Dunbar by Edward St. Aubyn [Oct. 3, Hogarth Shakespeare]: “Henry Dunbar, once all-powerful head of a family firm, has handed it over to his two eldest daughters, Abby and Megan. Relations quickly soured. Now imprisoned in a Lake District care home with only an alcoholic comedian as company, Dunbar starts planning his escape.” (print ARC)

The Diary of a Bookseller by Shaun Bythell [Oct. 5, Profile Books]: “Bythell owns The Bookshop, Wigtown – Scotland’s largest second-hand bookshop. … These wry and hilarious diaries provide an inside look at the trials and tribulations of life in the book trade, from struggles with eccentric customers to wrangles with his own staff.”

In Shock by Rana Awdish [Oct. 17, St. Martin’s]: “Dr. Awdish spent months fighting for her life, enduring consecutive major surgeries and experiencing multiple overlapping organ failures. At each step of the recovery process, she was faced with repeated cavalier behavior from her fellow physicians. … A brave road map for anyone navigating illness.”

American Wolf: A True Story of Survival and Obsession in the West by Nate Blakeslee [Oct. 17, Crown]: “[I]n recent decades, conservationists have brought wolves back to the Rockies, igniting a battle over the very soul of the West. With novelistic detail, Nate Blakeslee tells the gripping story of one of these wolves, alpha female O-Six.” (print ARC)

 

November

The White Book by Han Kang [Nov. 2, Portobello Books]: “Writing while on a residency in Warsaw, the narrator finds herself haunted by the story of her older sister, who died a mere two hours after birth. A fragmented exploration of white things … the most autobiographical and experimental book to date from [the] South Korean master.”

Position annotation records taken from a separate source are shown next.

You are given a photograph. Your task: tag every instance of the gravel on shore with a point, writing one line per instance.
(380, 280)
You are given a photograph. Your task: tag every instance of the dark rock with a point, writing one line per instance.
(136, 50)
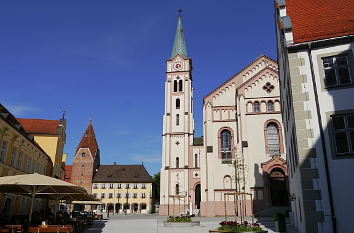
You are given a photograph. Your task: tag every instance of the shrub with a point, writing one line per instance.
(234, 226)
(179, 219)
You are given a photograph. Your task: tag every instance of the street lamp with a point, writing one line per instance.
(127, 197)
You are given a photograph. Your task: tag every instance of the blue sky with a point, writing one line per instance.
(106, 59)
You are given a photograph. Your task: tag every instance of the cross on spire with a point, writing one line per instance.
(179, 12)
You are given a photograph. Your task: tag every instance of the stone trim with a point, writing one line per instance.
(300, 97)
(307, 153)
(309, 173)
(309, 194)
(314, 216)
(304, 133)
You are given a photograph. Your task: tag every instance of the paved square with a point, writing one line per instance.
(154, 224)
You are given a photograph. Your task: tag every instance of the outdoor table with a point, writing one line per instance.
(52, 228)
(4, 229)
(14, 228)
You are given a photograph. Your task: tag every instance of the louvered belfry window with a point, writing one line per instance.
(273, 139)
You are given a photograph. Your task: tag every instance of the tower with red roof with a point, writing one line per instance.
(86, 160)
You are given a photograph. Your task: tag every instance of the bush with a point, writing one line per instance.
(279, 217)
(179, 219)
(234, 226)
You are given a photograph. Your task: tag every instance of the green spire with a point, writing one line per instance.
(179, 46)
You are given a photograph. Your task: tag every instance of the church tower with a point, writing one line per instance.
(178, 125)
(86, 160)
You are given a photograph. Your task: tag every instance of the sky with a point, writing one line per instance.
(107, 60)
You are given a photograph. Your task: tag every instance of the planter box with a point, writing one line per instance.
(181, 224)
(280, 226)
(238, 231)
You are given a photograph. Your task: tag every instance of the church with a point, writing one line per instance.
(241, 122)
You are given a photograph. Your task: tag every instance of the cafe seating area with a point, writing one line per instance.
(63, 222)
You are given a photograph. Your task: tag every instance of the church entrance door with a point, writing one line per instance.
(278, 187)
(197, 196)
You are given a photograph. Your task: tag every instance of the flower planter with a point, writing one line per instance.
(181, 224)
(238, 231)
(280, 226)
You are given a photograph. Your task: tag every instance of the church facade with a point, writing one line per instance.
(241, 121)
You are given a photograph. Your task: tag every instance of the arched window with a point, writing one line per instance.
(177, 189)
(225, 143)
(196, 160)
(227, 182)
(273, 139)
(256, 106)
(270, 106)
(178, 103)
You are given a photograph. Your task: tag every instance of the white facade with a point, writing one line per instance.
(200, 171)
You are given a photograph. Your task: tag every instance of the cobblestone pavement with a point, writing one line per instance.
(154, 224)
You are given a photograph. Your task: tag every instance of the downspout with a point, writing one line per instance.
(329, 187)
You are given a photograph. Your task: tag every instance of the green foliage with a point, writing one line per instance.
(179, 219)
(279, 217)
(233, 226)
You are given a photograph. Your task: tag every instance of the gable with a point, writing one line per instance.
(264, 84)
(224, 95)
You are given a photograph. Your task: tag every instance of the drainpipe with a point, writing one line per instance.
(329, 187)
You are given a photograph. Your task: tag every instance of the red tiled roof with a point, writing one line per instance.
(89, 141)
(67, 174)
(320, 19)
(122, 173)
(39, 126)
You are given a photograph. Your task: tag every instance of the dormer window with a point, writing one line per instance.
(178, 103)
(177, 119)
(256, 107)
(175, 86)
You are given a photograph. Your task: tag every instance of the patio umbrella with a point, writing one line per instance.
(85, 202)
(37, 185)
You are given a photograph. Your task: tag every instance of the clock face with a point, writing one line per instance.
(177, 66)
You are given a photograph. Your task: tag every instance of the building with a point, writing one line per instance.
(86, 160)
(315, 54)
(19, 154)
(50, 135)
(123, 188)
(241, 119)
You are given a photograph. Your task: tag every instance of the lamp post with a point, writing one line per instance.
(127, 196)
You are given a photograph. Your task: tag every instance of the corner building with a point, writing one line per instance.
(315, 42)
(240, 117)
(123, 188)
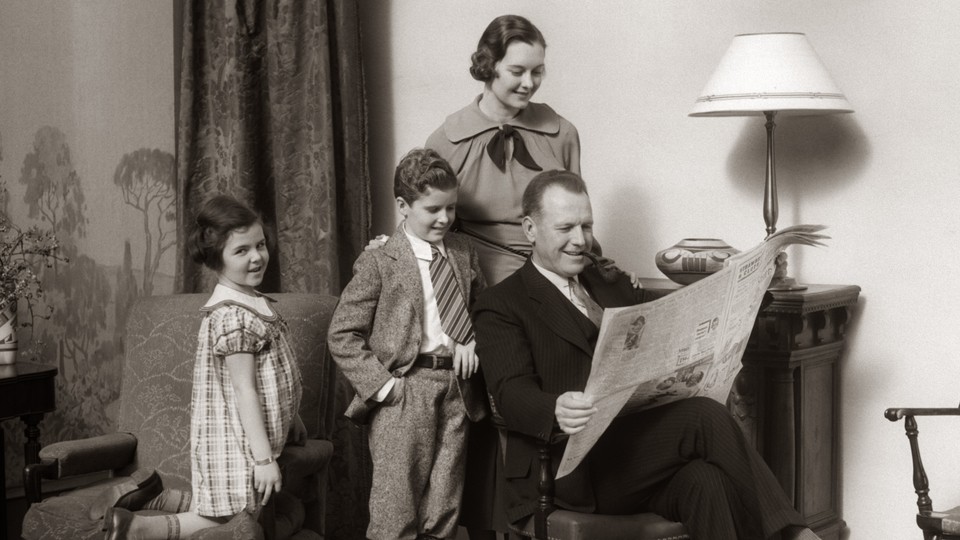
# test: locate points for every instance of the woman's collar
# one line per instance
(259, 304)
(470, 121)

Radio Free Vermont: A Fable of Resistance by Bill McKibben [Nov. 7, Blue Rider Press]: “Follows a band of Vermont patriots who decide that their state might be better off as its own republic. … McKibben imagines an eccentric group of activists who carry out their own version of guerrilla warfare … a fictional response to the burgeoning resistance movement.”

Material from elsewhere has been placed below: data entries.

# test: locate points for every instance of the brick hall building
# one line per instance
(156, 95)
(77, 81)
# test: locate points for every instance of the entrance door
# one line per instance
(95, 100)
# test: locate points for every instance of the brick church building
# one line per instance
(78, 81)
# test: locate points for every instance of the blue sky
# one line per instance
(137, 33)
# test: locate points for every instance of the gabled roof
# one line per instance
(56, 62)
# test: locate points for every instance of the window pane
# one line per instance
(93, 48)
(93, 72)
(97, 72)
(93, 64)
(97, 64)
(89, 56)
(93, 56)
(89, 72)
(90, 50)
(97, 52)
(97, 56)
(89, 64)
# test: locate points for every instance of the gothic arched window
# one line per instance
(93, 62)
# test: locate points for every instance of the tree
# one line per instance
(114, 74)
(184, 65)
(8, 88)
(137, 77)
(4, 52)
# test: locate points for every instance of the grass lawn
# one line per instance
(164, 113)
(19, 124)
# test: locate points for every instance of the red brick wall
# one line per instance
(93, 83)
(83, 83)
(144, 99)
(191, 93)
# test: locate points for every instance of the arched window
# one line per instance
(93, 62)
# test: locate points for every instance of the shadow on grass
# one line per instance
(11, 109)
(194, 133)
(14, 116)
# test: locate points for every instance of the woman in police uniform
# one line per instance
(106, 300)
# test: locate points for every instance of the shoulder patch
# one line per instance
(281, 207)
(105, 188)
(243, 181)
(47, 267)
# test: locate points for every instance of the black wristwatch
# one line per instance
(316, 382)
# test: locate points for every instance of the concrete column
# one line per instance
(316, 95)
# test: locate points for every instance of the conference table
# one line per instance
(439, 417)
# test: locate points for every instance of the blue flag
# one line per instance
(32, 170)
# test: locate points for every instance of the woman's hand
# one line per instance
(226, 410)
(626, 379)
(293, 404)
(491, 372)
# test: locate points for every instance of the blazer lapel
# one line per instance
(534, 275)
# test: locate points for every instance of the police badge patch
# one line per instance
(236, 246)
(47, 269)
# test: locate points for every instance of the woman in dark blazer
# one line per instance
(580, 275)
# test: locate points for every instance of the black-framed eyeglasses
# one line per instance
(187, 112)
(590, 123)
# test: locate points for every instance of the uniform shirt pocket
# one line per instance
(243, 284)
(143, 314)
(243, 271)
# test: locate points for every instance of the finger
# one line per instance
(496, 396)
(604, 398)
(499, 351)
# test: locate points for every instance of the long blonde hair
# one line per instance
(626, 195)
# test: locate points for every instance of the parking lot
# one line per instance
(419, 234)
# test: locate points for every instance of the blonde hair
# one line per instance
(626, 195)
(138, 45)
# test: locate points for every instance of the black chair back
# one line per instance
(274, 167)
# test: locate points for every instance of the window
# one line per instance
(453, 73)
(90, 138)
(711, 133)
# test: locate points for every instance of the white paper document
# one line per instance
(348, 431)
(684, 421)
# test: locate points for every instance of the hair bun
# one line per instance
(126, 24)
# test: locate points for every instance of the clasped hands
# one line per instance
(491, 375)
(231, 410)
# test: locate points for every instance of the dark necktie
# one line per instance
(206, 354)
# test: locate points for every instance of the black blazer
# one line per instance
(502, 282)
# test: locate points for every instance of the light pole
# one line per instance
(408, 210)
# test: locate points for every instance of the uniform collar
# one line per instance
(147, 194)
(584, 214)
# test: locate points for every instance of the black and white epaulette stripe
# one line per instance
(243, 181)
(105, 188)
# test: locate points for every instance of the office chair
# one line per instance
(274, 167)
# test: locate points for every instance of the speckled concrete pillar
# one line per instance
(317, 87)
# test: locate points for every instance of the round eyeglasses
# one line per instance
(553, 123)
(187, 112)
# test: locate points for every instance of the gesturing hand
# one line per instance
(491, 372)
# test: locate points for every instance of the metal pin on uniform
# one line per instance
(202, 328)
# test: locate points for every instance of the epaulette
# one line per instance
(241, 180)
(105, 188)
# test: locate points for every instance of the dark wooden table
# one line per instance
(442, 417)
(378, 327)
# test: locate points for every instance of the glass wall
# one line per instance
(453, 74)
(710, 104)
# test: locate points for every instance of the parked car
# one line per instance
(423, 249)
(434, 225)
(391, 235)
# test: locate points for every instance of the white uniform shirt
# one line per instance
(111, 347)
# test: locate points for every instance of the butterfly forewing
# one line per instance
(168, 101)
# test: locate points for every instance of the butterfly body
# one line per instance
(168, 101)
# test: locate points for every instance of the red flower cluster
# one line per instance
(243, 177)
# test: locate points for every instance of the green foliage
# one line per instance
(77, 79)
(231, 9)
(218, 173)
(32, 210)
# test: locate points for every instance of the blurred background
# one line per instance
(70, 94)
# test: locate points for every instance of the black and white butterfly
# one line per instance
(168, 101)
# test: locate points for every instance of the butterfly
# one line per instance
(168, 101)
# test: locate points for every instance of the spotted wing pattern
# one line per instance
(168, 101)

Future Home of the Living God by Louise Erdrich [Nov. 14, Harper]: “Evolution has reversed itself, affecting every living creature on earth. … A chilling dystopian novel both provocative and prescient … a moving meditation on female agency, self-determination, biology, and natural rights that speaks to the troubling changes of our time.”

 

December

(Nothing as of yet…)

 


Which of these tempt you? What other books from the latter half of 2017 are you most looking forward to?